Chinese manufacturers and exporters have pivoted in 2025 to push their goods deeper into markets around the world, including Southeast Asia, Africa and Latin America, as their penetration of the U.S. market has come under pressure from Trump's tariffs. These tariffs are now 20%, imposed on top of existing tariffs after a trade truce was reached late last year.
Despite strong export-led momentum in the first half of 2025, the economy has slowed in recent months, weighed down by weak consumption growth, falling investment and a sharp drop in industrial profits.
In December, retail sales rose by just 0.9% compared with a 1.3% increase in November, underscoring weakness in consumer spending.

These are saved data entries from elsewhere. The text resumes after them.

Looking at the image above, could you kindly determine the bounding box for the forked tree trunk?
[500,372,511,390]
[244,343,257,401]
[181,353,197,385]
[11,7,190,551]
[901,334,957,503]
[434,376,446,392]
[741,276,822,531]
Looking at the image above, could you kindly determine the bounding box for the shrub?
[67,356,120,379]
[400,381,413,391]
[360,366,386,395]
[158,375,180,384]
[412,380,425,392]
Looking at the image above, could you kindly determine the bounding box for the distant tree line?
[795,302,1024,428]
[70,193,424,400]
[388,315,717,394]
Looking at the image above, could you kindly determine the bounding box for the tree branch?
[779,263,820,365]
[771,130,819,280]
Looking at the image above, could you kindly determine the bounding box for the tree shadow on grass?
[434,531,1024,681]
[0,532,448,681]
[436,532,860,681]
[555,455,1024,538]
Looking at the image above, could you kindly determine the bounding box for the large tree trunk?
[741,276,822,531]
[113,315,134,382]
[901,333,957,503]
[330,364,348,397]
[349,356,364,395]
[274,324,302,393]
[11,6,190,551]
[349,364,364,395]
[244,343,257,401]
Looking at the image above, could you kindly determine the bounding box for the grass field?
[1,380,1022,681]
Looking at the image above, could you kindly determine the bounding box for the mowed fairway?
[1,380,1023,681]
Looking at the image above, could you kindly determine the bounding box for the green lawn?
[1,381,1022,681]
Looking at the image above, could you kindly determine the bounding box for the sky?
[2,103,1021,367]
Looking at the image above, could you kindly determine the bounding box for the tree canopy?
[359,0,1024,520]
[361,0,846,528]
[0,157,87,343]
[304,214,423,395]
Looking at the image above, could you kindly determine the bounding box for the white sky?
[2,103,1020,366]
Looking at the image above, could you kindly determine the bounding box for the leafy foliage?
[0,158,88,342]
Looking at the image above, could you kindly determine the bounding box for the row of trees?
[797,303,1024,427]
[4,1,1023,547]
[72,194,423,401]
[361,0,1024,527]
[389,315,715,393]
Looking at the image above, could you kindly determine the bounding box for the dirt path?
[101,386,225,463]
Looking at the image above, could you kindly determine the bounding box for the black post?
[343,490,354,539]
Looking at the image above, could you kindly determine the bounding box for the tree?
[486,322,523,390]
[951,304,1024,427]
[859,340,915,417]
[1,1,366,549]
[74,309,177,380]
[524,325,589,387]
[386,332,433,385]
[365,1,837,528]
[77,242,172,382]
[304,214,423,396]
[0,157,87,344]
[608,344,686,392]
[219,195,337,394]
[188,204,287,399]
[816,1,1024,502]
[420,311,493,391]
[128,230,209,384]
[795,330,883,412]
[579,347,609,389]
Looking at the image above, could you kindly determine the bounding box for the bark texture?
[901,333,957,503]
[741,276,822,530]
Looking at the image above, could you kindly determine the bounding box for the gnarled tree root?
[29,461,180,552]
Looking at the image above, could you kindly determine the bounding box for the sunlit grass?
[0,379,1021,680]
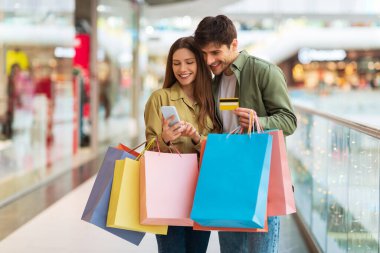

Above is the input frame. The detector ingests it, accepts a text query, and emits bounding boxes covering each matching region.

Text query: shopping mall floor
[0,140,310,253]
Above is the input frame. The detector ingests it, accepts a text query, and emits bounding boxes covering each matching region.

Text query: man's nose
[205,54,214,65]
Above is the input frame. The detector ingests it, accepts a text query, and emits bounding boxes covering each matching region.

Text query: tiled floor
[0,151,310,252]
[0,175,310,253]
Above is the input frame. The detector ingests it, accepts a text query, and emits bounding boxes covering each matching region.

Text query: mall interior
[0,0,379,252]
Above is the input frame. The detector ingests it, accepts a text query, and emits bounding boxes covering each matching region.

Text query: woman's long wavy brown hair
[163,36,220,132]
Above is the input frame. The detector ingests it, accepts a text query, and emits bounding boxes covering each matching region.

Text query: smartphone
[161,106,181,127]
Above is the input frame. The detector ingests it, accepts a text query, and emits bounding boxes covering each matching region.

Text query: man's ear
[231,39,238,51]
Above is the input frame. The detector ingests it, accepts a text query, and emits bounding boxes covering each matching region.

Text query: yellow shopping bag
[107,141,168,235]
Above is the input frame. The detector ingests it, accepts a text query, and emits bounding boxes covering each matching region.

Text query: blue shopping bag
[81,147,145,245]
[190,133,273,228]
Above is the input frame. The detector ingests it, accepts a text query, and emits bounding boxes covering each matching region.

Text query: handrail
[294,104,380,140]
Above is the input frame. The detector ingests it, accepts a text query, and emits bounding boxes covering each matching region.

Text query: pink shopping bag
[140,150,198,226]
[267,130,296,216]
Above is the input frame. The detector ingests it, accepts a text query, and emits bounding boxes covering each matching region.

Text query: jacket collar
[169,82,196,108]
[231,50,249,72]
[169,82,185,101]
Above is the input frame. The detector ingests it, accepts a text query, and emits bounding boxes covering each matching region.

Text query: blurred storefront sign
[281,49,380,92]
[298,48,347,64]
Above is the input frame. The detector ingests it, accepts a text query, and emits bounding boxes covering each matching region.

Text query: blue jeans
[156,226,210,253]
[219,216,280,253]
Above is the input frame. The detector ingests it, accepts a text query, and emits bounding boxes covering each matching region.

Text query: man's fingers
[234,111,249,119]
[234,108,256,118]
[239,118,250,124]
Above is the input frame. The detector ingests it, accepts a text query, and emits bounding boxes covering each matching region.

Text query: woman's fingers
[168,121,183,133]
[179,122,195,137]
[190,128,196,136]
[181,124,190,135]
[173,132,181,139]
[162,117,184,142]
[163,115,174,127]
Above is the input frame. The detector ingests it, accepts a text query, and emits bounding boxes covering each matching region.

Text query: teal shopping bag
[190,133,273,228]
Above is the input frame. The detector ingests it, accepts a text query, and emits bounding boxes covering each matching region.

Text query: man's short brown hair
[194,15,237,48]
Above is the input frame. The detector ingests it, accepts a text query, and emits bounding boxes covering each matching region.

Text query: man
[194,15,297,253]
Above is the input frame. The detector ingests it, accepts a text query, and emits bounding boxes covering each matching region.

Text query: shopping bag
[199,130,296,217]
[81,146,144,245]
[140,150,199,226]
[107,158,168,234]
[193,218,268,232]
[191,132,273,228]
[117,143,140,157]
[267,130,296,216]
[194,140,268,232]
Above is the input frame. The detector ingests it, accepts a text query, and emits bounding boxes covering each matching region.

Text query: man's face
[201,40,238,76]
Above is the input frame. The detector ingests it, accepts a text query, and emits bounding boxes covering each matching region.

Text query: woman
[144,36,220,253]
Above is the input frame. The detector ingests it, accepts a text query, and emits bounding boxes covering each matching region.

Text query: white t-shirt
[218,73,239,133]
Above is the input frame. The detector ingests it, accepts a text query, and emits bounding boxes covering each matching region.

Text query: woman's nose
[179,64,187,71]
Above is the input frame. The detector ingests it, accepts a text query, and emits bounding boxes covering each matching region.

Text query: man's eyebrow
[202,50,220,53]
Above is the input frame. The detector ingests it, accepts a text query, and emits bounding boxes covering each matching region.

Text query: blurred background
[0,1,379,252]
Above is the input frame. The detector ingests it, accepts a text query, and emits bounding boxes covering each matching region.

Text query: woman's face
[172,48,197,87]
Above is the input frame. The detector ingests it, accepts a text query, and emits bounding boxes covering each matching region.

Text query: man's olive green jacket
[213,50,297,136]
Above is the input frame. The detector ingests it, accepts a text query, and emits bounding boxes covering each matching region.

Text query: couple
[144,15,297,253]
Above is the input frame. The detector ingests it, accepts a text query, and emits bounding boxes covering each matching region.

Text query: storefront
[0,0,78,202]
[0,1,76,164]
[280,48,380,94]
[96,0,141,143]
[0,0,143,204]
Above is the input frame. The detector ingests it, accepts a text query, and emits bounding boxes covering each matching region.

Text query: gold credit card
[219,98,239,110]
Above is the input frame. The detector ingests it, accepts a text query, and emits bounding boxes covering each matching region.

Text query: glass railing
[287,104,380,252]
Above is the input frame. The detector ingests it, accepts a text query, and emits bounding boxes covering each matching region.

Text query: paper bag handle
[136,138,156,160]
[227,110,263,138]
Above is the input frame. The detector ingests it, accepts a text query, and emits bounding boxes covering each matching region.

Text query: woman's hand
[161,115,183,144]
[233,107,256,130]
[181,121,201,144]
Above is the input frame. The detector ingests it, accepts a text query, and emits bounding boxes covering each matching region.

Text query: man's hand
[233,107,256,130]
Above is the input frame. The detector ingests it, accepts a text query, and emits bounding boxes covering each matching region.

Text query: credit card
[219,98,239,110]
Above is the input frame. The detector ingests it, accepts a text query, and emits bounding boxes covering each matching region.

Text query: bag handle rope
[227,109,264,138]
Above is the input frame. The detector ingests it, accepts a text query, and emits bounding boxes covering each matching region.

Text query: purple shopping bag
[81,146,145,245]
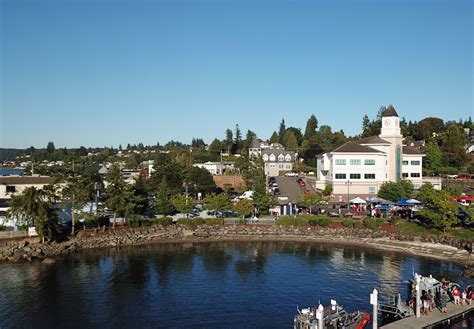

Over the year, investment in housing, manufacturing and infrastructure slowed to a historic low, contracting by 3.8%, according to data released today, January 19 - the first annual decline on record. Within this, real estate development decreased by 17.2% amid the ongoing decline in the real estate sector.
But according to analysts at the Economist Intelligence Unit, the positives for the Chinese economy were "strong investment in artificial intelligence and technology and active activity in financial markets".
What's next?
Beijing is expected to set its growth target in March, when China's legislature convenes. The government will also present its next five-year economic plan, which will guide the country's development strategy and policy priorities.
However, according to the OECD forecast made in December last year, China's economic growth will weaken to 4.4% in 2026 and 4.3% in 2027, while the IMF predicts growth of 4.5% for next year.
There are also questions about the accuracy of China's GDP data, which some analysts say are inflated to hide much lower growth. In a report published last month, analysts at Rhodium Group said China's GDP actually grew between 2.5% and 3% in 2025.